Running into the 1988 Presidential election, Bloom County -- for those of you who were even more children than I at the time, a left-leaning comic strip penned by, what else, an Austinite -- took to calling the two major party nominees the Wimp and the Shrimp. The joke -- with respect to one of only three one-term Presidents of the twentieth century -- took aim at the elder Bush's penchant for genteel, Rockefeller Republicanism; love of bipartisanship; and general image of softness, compared to the giant who came before him.

Little did we know that the truth of that image would come back to haunt us throughout the man's presidency, culminating (but hardly ending) in that great bipartisan moment in which President Bush (1) decided that everyone who'd read his lips scant years before had been suffering from mass dyslexia.
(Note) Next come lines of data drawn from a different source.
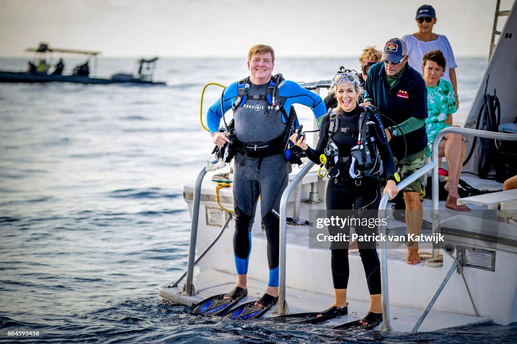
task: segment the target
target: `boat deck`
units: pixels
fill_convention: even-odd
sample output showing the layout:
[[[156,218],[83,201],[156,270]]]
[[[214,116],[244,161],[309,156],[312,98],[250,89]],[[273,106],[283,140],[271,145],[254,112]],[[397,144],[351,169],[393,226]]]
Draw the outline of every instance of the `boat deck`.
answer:
[[[194,284],[198,293],[195,295],[184,295],[181,293],[180,288],[168,288],[168,284],[165,284],[160,287],[159,296],[177,303],[190,306],[212,295],[227,292],[233,287],[235,283],[235,275],[214,270],[204,271],[200,273],[194,278]],[[266,283],[264,282],[249,279],[248,296],[242,299],[239,304],[258,299],[264,292],[266,287]],[[292,288],[286,288],[286,295],[291,314],[323,310],[332,305],[334,301],[333,296],[331,295],[316,293]],[[349,299],[348,315],[325,322],[321,325],[332,327],[358,320],[368,313],[369,306],[370,303],[368,302]],[[391,326],[395,331],[410,332],[421,314],[422,309],[391,306],[390,307]],[[277,315],[275,313],[273,307],[263,318],[270,318]],[[454,327],[489,321],[486,318],[480,317],[432,310],[428,315],[419,331],[439,330],[443,328],[444,322],[448,324],[448,327]],[[375,330],[380,329],[381,325],[375,328]]]
[[[309,174],[304,178],[302,199],[308,198],[310,183],[317,179],[315,173],[314,172],[309,172]],[[292,178],[293,175],[291,176]],[[199,218],[200,232],[198,234],[197,243],[198,254],[201,252],[200,249],[202,250],[208,245],[219,230],[217,226],[206,226],[208,229],[203,229],[201,224],[207,217],[208,207],[219,207],[215,202],[216,184],[210,181],[211,177],[210,173],[207,174],[202,186],[202,204]],[[498,190],[501,188],[501,184],[494,181],[481,181],[476,176],[466,174],[462,176],[462,178],[474,187],[480,189]],[[184,189],[184,197],[191,211],[193,191],[192,186],[186,186]],[[231,188],[220,190],[220,200],[225,207],[233,207]],[[388,207],[390,204],[388,203]],[[423,206],[424,209],[430,209],[430,200],[424,200]],[[290,202],[288,216],[293,214],[293,202]],[[310,210],[323,209],[325,207],[324,202],[310,204],[302,202],[300,207],[300,220],[309,220]],[[445,202],[440,202],[440,209],[444,207]],[[472,207],[473,209],[482,208],[482,206],[475,205]],[[388,210],[388,215],[391,212],[390,210]],[[257,213],[260,214],[258,209]],[[430,221],[429,216],[429,212],[426,214],[424,211],[424,219],[427,217],[427,219]],[[405,234],[405,223],[390,218],[388,227],[394,231],[392,233]],[[323,310],[328,308],[333,302],[333,289],[329,269],[330,251],[328,248],[309,249],[309,226],[307,225],[287,225],[286,300],[291,313]],[[430,232],[430,231],[428,231]],[[424,232],[425,231],[422,230],[422,233]],[[187,296],[181,293],[185,283],[184,280],[179,287],[169,287],[172,282],[160,286],[160,296],[174,302],[191,305],[212,295],[224,293],[231,289],[235,284],[236,278],[232,248],[233,235],[233,221],[231,221],[229,229],[200,262],[199,269],[196,268],[194,270],[194,285],[197,294]],[[255,297],[260,297],[267,285],[266,271],[268,268],[265,255],[267,240],[258,218],[255,218],[252,236],[253,246],[248,272],[249,294],[242,300],[243,303],[251,301]],[[430,252],[432,248],[432,244],[430,242],[420,243],[420,252]],[[423,261],[415,266],[408,266],[405,262],[407,249],[390,249],[387,251],[390,279],[391,326],[396,331],[409,331],[444,279],[453,260],[446,256],[444,266],[438,268],[426,266]],[[349,314],[341,319],[326,323],[325,326],[334,326],[351,321],[360,316],[364,316],[368,312],[369,295],[360,257],[357,250],[349,250],[349,261],[351,271],[347,298]],[[473,275],[469,275],[471,272],[466,271],[465,275],[467,280],[474,282]],[[490,278],[490,276],[483,278]],[[433,307],[433,309],[437,309],[441,312],[432,310],[419,331],[442,329],[444,324],[446,324],[445,327],[453,327],[486,320],[483,317],[474,316],[472,305],[466,292],[458,294],[456,292],[452,292],[453,290],[463,291],[465,290],[462,277],[458,274],[454,274],[451,277],[444,292],[440,294]],[[408,305],[410,307],[407,307]],[[479,309],[483,306],[477,305],[477,307]],[[266,316],[275,315],[273,311],[270,311]]]

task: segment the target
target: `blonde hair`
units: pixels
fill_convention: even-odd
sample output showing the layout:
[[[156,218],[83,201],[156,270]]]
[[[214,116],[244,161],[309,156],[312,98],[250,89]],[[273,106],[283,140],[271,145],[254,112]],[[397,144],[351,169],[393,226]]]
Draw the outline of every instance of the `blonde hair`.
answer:
[[[251,60],[251,57],[254,55],[261,55],[268,53],[271,53],[271,62],[275,63],[275,51],[271,46],[264,44],[257,44],[251,47],[250,51],[248,52],[248,62]]]
[[[383,56],[383,52],[380,50],[377,50],[377,47],[375,45],[369,45],[362,50],[362,54],[359,57],[359,63],[362,67],[364,61],[367,59],[372,60],[375,62],[381,61],[381,58]]]

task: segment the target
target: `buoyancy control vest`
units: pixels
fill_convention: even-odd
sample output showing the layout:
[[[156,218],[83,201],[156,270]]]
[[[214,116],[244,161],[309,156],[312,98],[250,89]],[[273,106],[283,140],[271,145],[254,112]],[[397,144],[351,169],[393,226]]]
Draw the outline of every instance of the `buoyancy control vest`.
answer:
[[[213,153],[217,158],[222,158],[225,162],[230,162],[236,152],[239,152],[244,156],[244,158],[239,165],[244,167],[247,157],[258,158],[257,171],[260,172],[262,158],[271,155],[283,153],[287,160],[292,164],[298,166],[302,165],[301,157],[305,156],[303,151],[295,146],[289,139],[294,134],[299,126],[298,116],[292,106],[289,110],[289,113],[284,108],[284,103],[279,96],[278,89],[285,83],[283,76],[279,73],[273,76],[269,81],[267,93],[266,94],[250,95],[248,90],[250,88],[249,77],[242,79],[237,83],[237,96],[232,106],[234,113],[239,106],[243,106],[249,97],[253,100],[265,100],[268,104],[271,105],[282,116],[282,122],[285,124],[285,129],[283,134],[275,139],[260,144],[249,143],[240,141],[235,138],[234,120],[232,120],[227,126],[229,134],[231,143],[224,145],[222,148],[216,147]],[[265,107],[264,111],[266,111]]]
[[[347,174],[356,181],[363,177],[386,180],[375,136],[370,134],[369,126],[375,123],[370,120],[373,113],[378,113],[378,110],[373,106],[364,108],[359,115],[356,132],[349,128],[340,127],[339,116],[336,110],[329,109],[328,140],[320,160],[327,170],[327,176],[334,178],[334,182],[345,179]],[[349,156],[340,156],[339,149],[332,138],[338,132],[352,135],[357,140],[357,144],[350,149]]]

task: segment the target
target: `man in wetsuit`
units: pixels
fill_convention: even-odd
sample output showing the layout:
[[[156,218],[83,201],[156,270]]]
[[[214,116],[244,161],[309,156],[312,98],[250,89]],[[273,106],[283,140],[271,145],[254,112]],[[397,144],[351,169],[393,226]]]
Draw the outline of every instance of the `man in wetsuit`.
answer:
[[[268,87],[274,66],[275,52],[272,47],[257,45],[250,50],[248,54],[250,76],[234,83],[224,90],[222,113],[220,100],[208,110],[207,123],[214,143],[221,146],[230,142],[226,133],[219,130],[219,126],[223,114],[232,106],[236,106],[234,119],[237,140],[240,143],[253,144],[255,147],[264,145],[284,135],[285,116],[289,113],[293,104],[301,104],[311,108],[318,124],[321,123],[326,113],[322,100],[296,83],[287,80],[280,83],[277,85],[276,104],[268,102]],[[242,83],[245,82],[246,87],[239,90],[238,84],[244,85]],[[245,89],[247,91],[243,104],[242,97],[239,96]],[[237,282],[236,287],[224,298],[234,299],[241,297],[245,292],[247,293],[251,231],[260,195],[261,218],[267,239],[269,279],[265,293],[255,304],[257,306],[272,304],[278,296],[279,212],[280,198],[287,185],[290,166],[282,143],[279,144],[277,140],[272,145],[276,146],[271,147],[276,150],[276,152],[271,153],[271,150],[267,154],[253,150],[238,152],[234,165],[235,232],[233,247]]]
[[[388,127],[386,129],[386,135],[398,168],[402,164],[405,154],[405,162],[401,173],[402,178],[423,166],[427,145],[424,125],[428,116],[427,90],[422,76],[407,63],[407,49],[403,40],[393,38],[388,41],[382,62],[372,66],[368,73],[364,103],[361,104],[374,105],[381,113],[398,125],[389,120],[383,120]],[[406,145],[403,136],[405,137]],[[423,193],[422,178],[411,183],[403,191],[408,233],[418,235],[422,226],[420,195]],[[410,242],[407,249],[407,264],[419,263],[418,243]]]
One of the great worries many of us had in 2000 -- aside from the fear that we'd soon have an android in charge of the nuclear codes, and that his alien masters would overrun us all -- was that the Wimp's wimpiness was congenital, and a dominant gene. This did not overly concern me, because, first, any idiot -- and George W. Bush is not an idiot -- could figure out what cost his father the Presidency; and, second, I watched the younger Bush absolutely annihilate that old crone Ann Richards, and not gently, either. Sure, he liked the bipartisan game, but he knew where the long knives were kept.

I maintain that I was right, but to a point; and the beginning of my error is the beginning of the explanation for the absolute fecklessness of the last two and a half years of President Bush's last term.